A banda sonora que acompanha o jogador é orquestrada e altamente memorável. Não se repete e adequa-se perfeitamente a cada momento. Confesso que, apesar de já me ter acompanhado em New Vegas e Pillars of eternity, o nome de Justin E. Bell não me era familiar, mas este jogo cimenta mais uma vez o porque de ter que acompanhar o seu trabalho. A escolha de estilo estético é algo indiferente. Os personagens principais são mais desenvolvidos e resultam bem, mas nos restantes não há nada que se destaque. Por outro lado, os ambientes, a fauna e a flora são incríveis. Altamente detalhados e revelando cenários incríveis como em Monarch, Terra 2 ou até mesmo nos cenários que vemos do espaço a bordo das naves. Nos detalhes mais próximos revelam-se por vezes algumas falhas de rendering ou de polimento, mas que acabam por ser pouco significativas.

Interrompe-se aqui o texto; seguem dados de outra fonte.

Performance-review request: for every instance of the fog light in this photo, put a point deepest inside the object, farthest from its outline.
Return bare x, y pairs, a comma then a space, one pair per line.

The Outer Worlds surge num momento interessante. Ao mesmo tempo que os RPGs têm estado a evoluir, têm havido exercícios de nostalgia trazendo o género de volta às origens. Este jogo não pode deixar de ser contraposto com Fallout que é sem dúvida o mais divisivo. Apesar do sucesso das novas entradas (não, não estamos a contar com o 76), há muitos fãs a apelar a um regresso aos originais e The Outer Worlds tentou sem dúvida capitalizar-se disso. Sendo assim, há sem dúvida essa sensação. O jogo prima o diálogo e o roleplay acima de tudo. Porém, não deixo de sentir que o jogo não passou de um pequeno exercício que podia ter sido muito mais desenvolvido. Adorei cada segundo que passei em Halcyon, mas em muitos aspectos há elementos a melhorar numa possível sequela, nomeadamente no que toca à narrativa principal e no combate. Sendo assim, atribuo a pontuação final de 7.5 em 10.